Is it safe to use parallelstream() to populate a Map in Java 8

OneMoreError :

I have a list of 1 million objects, and I need to populate that into a Map. Now, I want to reduce the time for populating this into a Map, and for this I am planning on using Java 8 parallelstream() like this:

List<Person> list = new LinkedList<>();
Map<String, String> map = new HashMap<>();
list.parallelStream().forEach(person ->{
    map.put(person.getName(), person.getAge());
});

I want to ask is it safe to populate a Map like this through parallel threads. Isn't it possible to have concurrency issues, and some data may get lost in the Map ?

Tunaki :

It is very safe to use parallelStream() to collect into a HashMap. However, it is not safe to use parallelStream(), forEach and a consumer adding things to a HashMap.
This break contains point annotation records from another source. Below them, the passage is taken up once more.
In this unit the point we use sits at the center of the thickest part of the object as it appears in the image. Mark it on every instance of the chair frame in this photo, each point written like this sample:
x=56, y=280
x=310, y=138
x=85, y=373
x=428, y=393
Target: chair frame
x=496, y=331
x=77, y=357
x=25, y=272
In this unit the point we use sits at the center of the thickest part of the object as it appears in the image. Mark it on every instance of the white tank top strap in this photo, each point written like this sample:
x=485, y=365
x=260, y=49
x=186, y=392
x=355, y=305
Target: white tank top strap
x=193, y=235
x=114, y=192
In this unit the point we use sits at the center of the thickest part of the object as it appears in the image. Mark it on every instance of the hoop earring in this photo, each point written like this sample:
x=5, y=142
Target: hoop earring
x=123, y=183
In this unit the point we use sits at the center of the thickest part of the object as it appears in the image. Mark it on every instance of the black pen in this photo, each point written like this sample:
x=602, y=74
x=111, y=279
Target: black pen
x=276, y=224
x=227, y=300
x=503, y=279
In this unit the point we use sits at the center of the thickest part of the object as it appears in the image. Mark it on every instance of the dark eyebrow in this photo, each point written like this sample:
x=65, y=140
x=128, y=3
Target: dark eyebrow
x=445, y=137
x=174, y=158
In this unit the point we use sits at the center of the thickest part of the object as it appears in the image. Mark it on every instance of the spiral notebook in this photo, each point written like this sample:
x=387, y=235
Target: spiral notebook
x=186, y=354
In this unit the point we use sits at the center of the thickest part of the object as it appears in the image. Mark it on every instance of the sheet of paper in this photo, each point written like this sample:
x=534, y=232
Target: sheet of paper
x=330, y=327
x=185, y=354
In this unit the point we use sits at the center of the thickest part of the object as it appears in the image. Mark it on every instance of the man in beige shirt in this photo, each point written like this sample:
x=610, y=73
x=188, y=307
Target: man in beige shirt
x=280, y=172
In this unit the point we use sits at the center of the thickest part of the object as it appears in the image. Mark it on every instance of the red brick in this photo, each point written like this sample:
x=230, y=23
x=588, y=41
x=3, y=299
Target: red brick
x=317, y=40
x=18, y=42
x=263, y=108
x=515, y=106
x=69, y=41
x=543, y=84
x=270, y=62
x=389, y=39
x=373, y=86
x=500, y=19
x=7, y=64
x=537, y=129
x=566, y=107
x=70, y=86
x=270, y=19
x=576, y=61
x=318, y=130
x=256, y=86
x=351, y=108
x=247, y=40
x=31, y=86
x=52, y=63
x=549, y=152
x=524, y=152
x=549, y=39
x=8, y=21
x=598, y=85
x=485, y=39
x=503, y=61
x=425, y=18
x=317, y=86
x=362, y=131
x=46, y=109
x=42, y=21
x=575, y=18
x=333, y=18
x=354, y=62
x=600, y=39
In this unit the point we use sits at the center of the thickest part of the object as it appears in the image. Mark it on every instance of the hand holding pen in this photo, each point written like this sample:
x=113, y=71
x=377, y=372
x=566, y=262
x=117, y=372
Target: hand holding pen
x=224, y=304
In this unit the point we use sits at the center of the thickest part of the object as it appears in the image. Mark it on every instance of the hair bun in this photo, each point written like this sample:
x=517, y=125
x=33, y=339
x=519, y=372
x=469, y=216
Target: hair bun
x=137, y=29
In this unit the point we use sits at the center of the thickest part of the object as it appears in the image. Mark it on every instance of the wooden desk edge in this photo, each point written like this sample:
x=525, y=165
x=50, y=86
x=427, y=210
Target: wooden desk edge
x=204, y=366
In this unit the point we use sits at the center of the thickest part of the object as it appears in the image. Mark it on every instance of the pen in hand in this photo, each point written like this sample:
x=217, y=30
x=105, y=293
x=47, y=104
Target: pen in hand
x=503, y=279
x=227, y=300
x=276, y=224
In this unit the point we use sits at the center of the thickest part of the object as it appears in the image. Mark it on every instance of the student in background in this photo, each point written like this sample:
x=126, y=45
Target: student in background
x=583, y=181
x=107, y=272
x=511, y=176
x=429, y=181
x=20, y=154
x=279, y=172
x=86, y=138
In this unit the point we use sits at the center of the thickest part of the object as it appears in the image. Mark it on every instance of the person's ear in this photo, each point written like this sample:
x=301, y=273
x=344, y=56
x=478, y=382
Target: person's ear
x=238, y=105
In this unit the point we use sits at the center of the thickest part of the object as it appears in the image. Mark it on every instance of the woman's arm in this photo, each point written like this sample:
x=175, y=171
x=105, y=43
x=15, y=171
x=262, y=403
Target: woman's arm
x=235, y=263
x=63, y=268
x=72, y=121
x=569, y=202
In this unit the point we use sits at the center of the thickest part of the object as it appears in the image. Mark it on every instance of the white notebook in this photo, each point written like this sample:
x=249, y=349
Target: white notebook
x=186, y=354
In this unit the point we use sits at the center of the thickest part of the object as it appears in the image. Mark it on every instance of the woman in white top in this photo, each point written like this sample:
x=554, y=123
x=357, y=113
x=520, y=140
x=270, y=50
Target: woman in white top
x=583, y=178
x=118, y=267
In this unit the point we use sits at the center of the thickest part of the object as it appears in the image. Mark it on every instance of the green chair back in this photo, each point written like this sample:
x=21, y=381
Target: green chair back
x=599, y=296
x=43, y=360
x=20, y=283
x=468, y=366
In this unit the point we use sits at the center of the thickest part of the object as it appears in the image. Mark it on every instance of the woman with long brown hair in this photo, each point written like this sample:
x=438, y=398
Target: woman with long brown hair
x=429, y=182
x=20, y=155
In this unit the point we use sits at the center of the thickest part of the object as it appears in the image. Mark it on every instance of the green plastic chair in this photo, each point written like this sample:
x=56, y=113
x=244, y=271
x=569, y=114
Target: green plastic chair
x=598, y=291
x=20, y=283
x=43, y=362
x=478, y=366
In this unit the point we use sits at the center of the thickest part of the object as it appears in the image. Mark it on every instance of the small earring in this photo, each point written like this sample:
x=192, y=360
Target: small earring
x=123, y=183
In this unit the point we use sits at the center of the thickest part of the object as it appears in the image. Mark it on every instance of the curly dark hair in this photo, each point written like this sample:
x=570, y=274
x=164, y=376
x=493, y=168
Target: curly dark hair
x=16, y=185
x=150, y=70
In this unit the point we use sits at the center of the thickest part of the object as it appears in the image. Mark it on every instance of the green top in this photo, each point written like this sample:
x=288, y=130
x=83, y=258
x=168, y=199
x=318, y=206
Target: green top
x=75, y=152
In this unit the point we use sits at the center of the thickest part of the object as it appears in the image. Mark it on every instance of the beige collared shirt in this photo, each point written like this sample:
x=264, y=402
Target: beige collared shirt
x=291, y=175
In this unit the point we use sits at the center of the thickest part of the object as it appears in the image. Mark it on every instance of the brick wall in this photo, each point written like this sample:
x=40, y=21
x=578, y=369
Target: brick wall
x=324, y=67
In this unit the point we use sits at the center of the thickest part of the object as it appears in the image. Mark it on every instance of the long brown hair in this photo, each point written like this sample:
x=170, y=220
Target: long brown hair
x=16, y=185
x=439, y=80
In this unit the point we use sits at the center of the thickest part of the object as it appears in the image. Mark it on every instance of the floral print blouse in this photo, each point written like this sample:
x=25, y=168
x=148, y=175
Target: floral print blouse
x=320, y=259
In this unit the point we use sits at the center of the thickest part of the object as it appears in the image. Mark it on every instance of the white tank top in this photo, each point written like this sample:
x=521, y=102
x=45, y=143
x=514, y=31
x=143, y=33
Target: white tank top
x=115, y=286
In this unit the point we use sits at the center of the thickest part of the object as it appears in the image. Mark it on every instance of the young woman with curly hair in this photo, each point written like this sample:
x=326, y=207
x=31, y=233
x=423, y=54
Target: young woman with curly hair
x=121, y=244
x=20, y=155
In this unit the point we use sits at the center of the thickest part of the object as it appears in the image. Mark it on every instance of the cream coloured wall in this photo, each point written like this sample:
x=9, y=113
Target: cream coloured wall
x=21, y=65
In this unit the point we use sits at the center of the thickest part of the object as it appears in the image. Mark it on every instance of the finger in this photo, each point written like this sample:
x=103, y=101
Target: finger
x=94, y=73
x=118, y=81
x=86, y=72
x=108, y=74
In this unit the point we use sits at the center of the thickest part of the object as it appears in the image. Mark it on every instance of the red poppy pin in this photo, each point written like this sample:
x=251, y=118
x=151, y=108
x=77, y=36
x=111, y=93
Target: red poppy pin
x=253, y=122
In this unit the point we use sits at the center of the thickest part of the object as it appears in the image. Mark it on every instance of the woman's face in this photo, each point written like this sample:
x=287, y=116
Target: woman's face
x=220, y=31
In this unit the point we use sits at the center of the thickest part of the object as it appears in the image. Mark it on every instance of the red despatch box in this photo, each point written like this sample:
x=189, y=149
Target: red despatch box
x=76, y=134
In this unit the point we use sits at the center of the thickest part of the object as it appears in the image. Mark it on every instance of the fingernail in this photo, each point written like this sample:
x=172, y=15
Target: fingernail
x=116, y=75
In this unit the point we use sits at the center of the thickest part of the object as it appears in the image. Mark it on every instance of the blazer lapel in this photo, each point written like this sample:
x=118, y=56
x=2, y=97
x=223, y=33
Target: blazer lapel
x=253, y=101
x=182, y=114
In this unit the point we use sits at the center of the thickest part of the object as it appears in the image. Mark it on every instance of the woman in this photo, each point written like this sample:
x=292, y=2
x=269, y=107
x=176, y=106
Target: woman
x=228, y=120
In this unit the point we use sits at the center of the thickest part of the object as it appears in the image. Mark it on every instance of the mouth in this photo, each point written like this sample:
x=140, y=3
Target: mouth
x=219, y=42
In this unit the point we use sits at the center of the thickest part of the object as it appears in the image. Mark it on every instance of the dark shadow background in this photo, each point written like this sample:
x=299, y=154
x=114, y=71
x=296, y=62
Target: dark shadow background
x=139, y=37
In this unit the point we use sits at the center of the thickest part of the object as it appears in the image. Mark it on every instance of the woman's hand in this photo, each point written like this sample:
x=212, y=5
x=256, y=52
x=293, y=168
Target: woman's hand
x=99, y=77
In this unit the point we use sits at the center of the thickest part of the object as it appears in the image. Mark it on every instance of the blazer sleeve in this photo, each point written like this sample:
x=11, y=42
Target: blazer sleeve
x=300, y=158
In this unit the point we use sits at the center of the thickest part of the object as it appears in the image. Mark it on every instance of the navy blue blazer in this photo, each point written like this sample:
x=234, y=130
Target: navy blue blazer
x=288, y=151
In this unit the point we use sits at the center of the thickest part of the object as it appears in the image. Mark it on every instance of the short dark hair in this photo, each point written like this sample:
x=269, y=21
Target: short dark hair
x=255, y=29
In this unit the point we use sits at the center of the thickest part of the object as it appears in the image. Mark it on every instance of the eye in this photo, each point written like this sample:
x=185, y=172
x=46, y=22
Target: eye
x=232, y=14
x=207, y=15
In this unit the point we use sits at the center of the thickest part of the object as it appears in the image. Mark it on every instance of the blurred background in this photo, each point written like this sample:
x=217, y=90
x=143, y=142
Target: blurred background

HashMap is not a synchronized class, and trying to put elements in it concurrently will not work properly. This is what forEach will do, it will invoke the given consumer, which puts elements into the HashMap, from multiple threads, possibly at the same time. If you want a simple code demonstrating the issue:

List<Integer> list = IntStream.range(0, 10000).boxed().collect(Collectors.toList());
Map<Integer, Integer> map = new HashMap<>();
list.parallelStream().forEach(i -> {
    map.put(i, i);
});
System.out.println(list.size());
System.out.println(map.size());

Make sure to run it a couple of times. There's a very good chance (the joy of concurrency) that the printed map size after the operation is not 10000, which is the size of the list, but slightly less.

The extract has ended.